Ich denke die Pumpe muss im Teich stehen damit der ganze dreck/mulm vom Boden weg kommt.
Wieso ist das nicht der Fall? Wie soll ich das ganze dann mit der Pumpe installieren? 
An einen Skimmer dachten wir auch schon. Diesen wollten wir aber über die Pumpe laufen lassen der den Wasserfall speist oder ist das schlecht?

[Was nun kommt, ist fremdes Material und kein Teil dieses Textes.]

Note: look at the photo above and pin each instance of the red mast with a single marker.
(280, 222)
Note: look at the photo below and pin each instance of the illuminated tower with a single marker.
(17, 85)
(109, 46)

Mit der unteren Stufe werde ich mich mal mit dem Oberhaupt zusammen setzen.

Gruß Andy


----------



## XxGabbeRxX (16. Aug. 2016)

Hallo Leute,
Ich und meine Partnerin sind wieder zurück. 
Mit dem Teich sind wir bisher nicht nicht viel weiter gekommen.
Das ausen rum haben wir erstmal alles fertig gemacht. 
Nu mach ich mir immer noch sorgen um die Technik.
Normal würde hier jeder sagen Bodenablauf mit 100 er Rohr und skimmer an der Seite mit 75 er Rohr. 
So nu kommt aber das leidige Thema das wir nur Mieter sind und das ganze nicht uns gehört. Wären wir Eigentümer würde ich das alles auch so machen mit Bodenablauf und skimmer.

Wir wollen nun die Option nehmen pumpe in teich an den sun sun Teichfilter für 60000 Liter und wenn das nicht reich auf 90000 Liter erhöhen. 
Wir haben uns auch Gedanken gemacht was die ganzen Blätter angeht die wir von __ Birken, Buchenhecke, Haselnuss Baum und Bambus um uns haben. Da würde ein feines Netz über den Teich gespannt was von der Mauer schräg über den Teich nach vorn geht.
Einen passenden skimmer haben wir nicht nicht da wir einen brauchen der eine sehr feinen Korb hat.
Wäre wirklich toll wenn ihr noch Tipps für uns habt.


----------



## Teichfreund77 (17. Aug. 2016)

Guten Morgen,

da habt ihr euch eine sehr schöne ecke eingerichtet, bitte mach mal ein paar Fotos wenn Wasser und Pflanzen drin sind.
Ich würde eine 5000 oder 6000l Pumpe nehmen die an  eine UVC 18W  ( diese an eine Zeitschaltuhr) dann denn Filter.
Du wirst dann je nach Fischbesatz häufig den Filter reinigen müssen.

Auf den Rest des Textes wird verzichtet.